Выбрать главу

И вот уже два дня оставалось, или три, не очень хорошо помню, потому, что слились они у меня в один комок и тяжело легли на душу. Поджидал я друга своего с нетерпением, с утра у ворот отирался. Часов около десяти открылись ворота, но не мотоцикл, а машина въехала. Ладно, ещё, значит, подождём, на машину эту ноль внимания, мало ли кто тут ездит и зачем. Случайно голову в сторону дома повернул, смотрю – из тачки той Ярослав выходит, перешёл на другую сторону, дверь кому-то открыл. Видно их плоховато было, далеко довольно наше крыльцо от ворот, и умом я не понял сразу, кого он привёз, женщину какую-то, мало ли, опять же женщин. Но сердце почему-то заколотилось тревожно. Набрал ему на трубку.

– Мы что сегодня не катаемся?

– Почему? Подъеду часика в четыре, годится?

– Ладно.

– А ты вообще где?

– Да вот, гулял тут, тебя поджидал.

– Окей, у меня пока дела, давай попозже увидимся.

Побрёл потихонечку к дому, всё ещё ни сном ни духом. И тут охранник наш один, Сергей, со всех ног ко мне подбегает, запыхался даже.

– Николай! Отец велел тебе идти в свою комнату и ждать его там, не выходить никуда.

Я кивнул ему, спорить не стал. А смысл?! С посторонним человеком. Но так как папа ничего подобного раньше мне не «велел», то я сообщение это мимо ушей пропустил. То есть, в принципе, в свою комнату пойти мне ничего не стоило, и подмерзать уже начал на улице, но Митя с Шариком вышли как раз, я их побежал догонять. Погуляли с собакой полчасика, Митя мне стихи почитал, новые свои и питерского поэта Пурина, побрели потихоньку к дому. Ярослава машина, заметили, как отъезжает. Я ещё подумал, бедный Ярослав, что он будет мотаться туда-сюда ради моего развлечения? Набрал опять ему, сказать, чтоб не возвращался больше сегодня. Вдруг папа из окна кабинета высунулся, кричит:

– Митя, Коля! Домой идите, быстро.

Ярослав говорит в трубку:

– Чего скажешь?

А на ходу из его машины вылетает женщина. Упала прямо на асфальт, вскочила моментально, двумя руками упершись о землю, к нам побежала.

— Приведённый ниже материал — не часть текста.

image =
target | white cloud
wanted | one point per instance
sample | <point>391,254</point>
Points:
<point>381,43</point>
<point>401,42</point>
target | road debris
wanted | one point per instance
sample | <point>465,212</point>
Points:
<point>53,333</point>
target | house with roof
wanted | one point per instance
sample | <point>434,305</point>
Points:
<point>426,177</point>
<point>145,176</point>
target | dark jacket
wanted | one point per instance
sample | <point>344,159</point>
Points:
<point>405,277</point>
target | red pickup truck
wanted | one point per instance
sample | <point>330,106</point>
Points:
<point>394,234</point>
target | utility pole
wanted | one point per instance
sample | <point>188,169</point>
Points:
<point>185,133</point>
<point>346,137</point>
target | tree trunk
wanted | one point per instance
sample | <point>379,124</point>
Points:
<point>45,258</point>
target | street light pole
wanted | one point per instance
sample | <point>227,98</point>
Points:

– Николай! – Кричит отчаянно папа.

А я её уже узнал – та самая, что плакала по телевизору. Подбежала, обняла меня, целует и слезами обливается.

– Сыночек мой, родной сыночек!

Шарик зашёлся визгливым лаем, потом затих, Митя на руки его, наверное, взял, я не видел, только на неё смотрел. Потом Ярослав подошёл:

– Марина, мы же вас просили...

Папа мне потом, конечно, всё объяснил. Что боится умереть внезапно и оставить меня одного, что деньги деньгами, а мать есть мать. Ярослав, оказывается, в качестве частного детектива на него работал, разыскивал её, проверял, действительно ли мы родные с ней, и что она вообще за женщина. И мы не так должны были встретиться и не тогда, в тот день Ярослав её с папой знакомиться привозил, а встречу нашу отец после каникул планировал, чтобы я спокойно отдыхал, ни о чём не думал. Вот это мне Митя теперь и советует. Легко ему говорить, он со своей матерью надолго никогда не расставался. А я буквально не понимаю, как теперь жить. Как относиться к ней, как вести себя, как называть? Марина, вообще-то очень красивое имя, но язык так не поворачивается, мамой тоже не могу. И стыдно мне перед ней и жалко её до боли. Маленькая такая она, как Надя, ниже меня, несчастная очень. Дочку растит, сестру мою, четыре годика девочке. Муж от неё отказался, девочка чем-то болеет. По уму поддержать её надо, помочь. А меня как не пускает что-то, какое-то внутреннее отторжение. Истерику даже в первый раз устроил папе, что никого мне кроме него не нужно, и чтобы о смерти помышлять не смел, и родственников посторонних мне не навязывал. Плакал, кричал. Папа, тогда, меня успокаивал, просил прощения. За что, спрашивается?! ...

Сидней большого впечатления не произвёл. Да, это тот самый город, что и на фотографиях, но фотографии сделаны с моря, или с большой высоты, наилучший ракурс старались выбрать те, кто снимали, хотели добиться эффекта, ну и добились: снимки изумительные, а реальный город изнутри и с асфальта им значительно уступает. Самое приятное здесь, что в январе тепло. Но, как мой папа любит говорить, летом везде хорошо.

– Ты звонить ей будешь? – спросила Надя.

– Надо бы. Отец просил, а она его очень просила. Не знаю, что говорить.